I’m sure you’ve experienced the same thing. A song comes on that you’ve heard dozens of times before, but this time you really hear the lyrics and they’re not what you expected.

It got me thinking about how common that dark shadow seems to be with creative folks.  It’s not universal, but it does seem to catch my eye more frequently than artists that have the joy turned all the way to eleven.  There seem to be a couple of ways of expressing this darkness – hitting it head on, putting it out there for everyone to see in the hope that the light will burn it away and make it insubstantial.  Many songs and stories deal with shadow directly and grimly without flinching.

Some of the most brilliantly funny webcomics deal with the darkness of mental illness very directly.  If you’ve never seen  Hyperbole and a Half you should.

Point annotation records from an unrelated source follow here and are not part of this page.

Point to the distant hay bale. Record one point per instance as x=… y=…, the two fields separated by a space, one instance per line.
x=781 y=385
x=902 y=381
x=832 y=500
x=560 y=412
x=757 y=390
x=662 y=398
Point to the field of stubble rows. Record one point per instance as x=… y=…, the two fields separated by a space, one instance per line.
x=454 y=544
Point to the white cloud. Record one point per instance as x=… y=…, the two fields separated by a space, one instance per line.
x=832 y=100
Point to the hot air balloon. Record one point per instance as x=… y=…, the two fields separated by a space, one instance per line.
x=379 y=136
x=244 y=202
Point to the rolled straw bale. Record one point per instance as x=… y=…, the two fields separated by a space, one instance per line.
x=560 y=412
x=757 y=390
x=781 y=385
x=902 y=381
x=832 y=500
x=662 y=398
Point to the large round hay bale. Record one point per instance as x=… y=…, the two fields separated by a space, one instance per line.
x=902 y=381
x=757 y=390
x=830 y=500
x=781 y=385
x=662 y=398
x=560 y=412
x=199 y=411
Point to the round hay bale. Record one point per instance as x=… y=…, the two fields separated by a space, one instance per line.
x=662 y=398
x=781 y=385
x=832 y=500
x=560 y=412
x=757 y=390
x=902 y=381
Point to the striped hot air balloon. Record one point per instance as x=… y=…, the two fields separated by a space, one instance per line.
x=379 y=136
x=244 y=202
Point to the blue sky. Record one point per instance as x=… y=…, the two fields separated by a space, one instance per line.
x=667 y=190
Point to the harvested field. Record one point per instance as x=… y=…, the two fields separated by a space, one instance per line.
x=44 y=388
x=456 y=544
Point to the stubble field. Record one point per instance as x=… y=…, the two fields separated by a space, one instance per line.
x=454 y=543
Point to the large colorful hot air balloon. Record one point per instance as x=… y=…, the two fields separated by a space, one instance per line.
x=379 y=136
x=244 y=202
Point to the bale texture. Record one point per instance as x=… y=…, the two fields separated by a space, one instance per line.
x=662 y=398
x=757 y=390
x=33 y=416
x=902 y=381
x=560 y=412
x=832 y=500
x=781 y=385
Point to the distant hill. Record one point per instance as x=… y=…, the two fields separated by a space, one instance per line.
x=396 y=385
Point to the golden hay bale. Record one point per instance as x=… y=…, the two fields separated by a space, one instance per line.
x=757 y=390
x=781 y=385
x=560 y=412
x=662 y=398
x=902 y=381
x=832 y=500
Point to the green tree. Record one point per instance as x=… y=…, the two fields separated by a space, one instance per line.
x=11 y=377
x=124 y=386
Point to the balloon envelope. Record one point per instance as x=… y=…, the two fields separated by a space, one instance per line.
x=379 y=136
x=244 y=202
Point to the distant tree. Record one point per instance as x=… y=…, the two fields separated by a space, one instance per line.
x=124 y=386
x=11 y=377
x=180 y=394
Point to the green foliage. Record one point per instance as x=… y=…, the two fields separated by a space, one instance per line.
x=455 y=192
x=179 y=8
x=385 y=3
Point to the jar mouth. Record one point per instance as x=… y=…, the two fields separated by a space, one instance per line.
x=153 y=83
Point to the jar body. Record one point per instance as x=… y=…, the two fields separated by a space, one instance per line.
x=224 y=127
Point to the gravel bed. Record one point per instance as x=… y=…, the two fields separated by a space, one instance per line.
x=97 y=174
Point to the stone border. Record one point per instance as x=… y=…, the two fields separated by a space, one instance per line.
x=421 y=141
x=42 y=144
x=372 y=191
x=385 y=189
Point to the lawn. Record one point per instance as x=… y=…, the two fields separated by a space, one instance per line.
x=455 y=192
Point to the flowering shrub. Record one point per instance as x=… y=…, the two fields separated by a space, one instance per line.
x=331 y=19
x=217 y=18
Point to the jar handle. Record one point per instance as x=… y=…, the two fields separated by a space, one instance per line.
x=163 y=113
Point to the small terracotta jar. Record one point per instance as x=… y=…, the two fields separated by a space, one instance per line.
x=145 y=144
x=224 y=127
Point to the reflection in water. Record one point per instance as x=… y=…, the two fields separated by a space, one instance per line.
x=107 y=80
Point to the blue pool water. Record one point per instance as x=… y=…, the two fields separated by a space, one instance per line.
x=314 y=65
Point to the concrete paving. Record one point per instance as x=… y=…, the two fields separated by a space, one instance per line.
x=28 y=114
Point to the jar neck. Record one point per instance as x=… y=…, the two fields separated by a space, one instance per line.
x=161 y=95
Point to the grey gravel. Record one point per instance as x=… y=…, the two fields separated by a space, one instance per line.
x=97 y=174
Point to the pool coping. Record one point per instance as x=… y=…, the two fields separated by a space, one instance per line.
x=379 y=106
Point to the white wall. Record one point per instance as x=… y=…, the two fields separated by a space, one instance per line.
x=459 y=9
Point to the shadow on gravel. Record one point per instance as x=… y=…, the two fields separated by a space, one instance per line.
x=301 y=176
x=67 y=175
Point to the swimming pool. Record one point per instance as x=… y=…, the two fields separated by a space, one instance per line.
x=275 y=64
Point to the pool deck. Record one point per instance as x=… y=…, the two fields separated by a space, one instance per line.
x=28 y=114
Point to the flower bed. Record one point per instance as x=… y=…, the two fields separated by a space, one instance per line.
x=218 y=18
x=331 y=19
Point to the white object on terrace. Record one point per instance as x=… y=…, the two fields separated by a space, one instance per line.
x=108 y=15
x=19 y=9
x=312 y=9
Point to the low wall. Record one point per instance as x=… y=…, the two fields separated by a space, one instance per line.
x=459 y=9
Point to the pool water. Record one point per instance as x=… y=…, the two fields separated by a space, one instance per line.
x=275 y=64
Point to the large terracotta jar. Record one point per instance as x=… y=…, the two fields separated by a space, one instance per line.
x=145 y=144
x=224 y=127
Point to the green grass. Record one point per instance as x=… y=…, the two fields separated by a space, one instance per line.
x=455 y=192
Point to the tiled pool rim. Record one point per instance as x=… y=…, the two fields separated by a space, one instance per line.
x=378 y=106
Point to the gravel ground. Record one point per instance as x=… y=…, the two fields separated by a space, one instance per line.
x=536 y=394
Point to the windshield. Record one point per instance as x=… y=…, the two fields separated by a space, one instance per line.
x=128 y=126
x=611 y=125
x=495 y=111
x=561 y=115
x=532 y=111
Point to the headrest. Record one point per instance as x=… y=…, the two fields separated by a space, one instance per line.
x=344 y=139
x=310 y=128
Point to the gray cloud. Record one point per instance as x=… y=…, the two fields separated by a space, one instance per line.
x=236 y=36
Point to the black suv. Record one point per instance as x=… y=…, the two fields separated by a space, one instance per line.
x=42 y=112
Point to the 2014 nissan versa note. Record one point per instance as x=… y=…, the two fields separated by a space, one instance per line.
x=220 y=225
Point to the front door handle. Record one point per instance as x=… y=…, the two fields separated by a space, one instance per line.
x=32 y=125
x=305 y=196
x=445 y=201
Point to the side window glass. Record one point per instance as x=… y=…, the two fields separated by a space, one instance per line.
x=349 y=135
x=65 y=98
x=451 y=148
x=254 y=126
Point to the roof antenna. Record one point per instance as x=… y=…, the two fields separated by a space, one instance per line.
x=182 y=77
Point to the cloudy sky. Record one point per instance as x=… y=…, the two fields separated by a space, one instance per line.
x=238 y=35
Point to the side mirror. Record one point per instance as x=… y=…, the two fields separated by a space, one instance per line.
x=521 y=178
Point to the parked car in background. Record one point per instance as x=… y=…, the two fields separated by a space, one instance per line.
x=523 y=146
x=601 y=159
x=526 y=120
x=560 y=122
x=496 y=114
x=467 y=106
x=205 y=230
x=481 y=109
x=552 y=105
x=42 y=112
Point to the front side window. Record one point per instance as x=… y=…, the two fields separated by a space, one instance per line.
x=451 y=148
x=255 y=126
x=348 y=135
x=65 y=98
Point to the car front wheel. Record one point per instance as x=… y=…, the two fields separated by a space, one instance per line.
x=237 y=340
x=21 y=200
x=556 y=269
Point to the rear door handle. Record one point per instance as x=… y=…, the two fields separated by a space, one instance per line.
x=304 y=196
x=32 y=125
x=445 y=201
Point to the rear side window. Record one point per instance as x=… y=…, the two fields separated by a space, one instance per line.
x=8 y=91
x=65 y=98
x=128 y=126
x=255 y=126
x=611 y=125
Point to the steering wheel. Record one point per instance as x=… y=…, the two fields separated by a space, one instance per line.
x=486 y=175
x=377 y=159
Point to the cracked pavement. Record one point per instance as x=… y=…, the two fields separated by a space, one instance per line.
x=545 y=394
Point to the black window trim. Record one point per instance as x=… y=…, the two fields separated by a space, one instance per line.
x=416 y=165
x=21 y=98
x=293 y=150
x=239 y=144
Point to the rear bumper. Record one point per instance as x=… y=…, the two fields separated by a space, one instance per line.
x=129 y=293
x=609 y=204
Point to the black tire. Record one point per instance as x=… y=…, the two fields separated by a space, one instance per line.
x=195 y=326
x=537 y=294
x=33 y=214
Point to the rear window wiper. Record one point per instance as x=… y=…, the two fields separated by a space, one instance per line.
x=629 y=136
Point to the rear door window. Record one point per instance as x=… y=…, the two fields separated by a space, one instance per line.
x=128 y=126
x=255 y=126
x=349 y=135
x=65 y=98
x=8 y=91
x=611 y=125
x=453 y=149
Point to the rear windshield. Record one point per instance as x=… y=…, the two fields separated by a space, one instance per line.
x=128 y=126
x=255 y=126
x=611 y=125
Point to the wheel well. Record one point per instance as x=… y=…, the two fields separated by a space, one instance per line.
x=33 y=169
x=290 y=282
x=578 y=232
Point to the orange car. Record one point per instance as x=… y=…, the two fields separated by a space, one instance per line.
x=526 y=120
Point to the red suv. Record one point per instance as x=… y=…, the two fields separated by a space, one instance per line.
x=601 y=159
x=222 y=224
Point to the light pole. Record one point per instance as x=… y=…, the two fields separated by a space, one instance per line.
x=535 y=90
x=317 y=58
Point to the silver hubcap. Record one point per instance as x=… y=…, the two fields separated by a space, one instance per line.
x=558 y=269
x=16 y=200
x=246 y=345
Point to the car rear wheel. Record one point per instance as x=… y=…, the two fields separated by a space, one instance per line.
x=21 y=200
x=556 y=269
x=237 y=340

Many memes were spawned from Allie’s drawings.  My personal favorite is another single-panel comic by Rachel Khan, By Crom. It asks the question, “What if Conan the Barbarian was your spirit guide?” Both comics take an unflinching look at the depression and anxiety, usually through a lens of humor.

The other way I’ve seen the shadow addressed was triggered by the song I mentioned at the start of this piece.  It’s oblique. At first glance, the song is bouncy and upbeat and it take a more careful listen to feel the shadow that lives there. Many short stories and poems that have stuck with me over the years have not tried to hit the darkness head-on.  There is often a sense of wrongness hidden in the otherwise satisfying conclusion. It usually takes me a second or third reading to find it, pry it out and grimace at it.

Whether the darkness is approached directly or obliquely, it is acknowledged.

I tried to keep mine locked in the coal cellar. I didn’t want anyone to know it was there and, if I starved and refused to acknowledge it, maybe it would die.  It wasn’t until I embraced that chubby punk wrapped in an ankle-length trench coat that I was able to break free. The fear and shame and self-loathing are still there, but it’s no longer freezing my fingers into inaction.  The darkness has been popping into my writing unbidden, but I can acknowledge it. Welcome it sometimes. Revel in the richness it adds.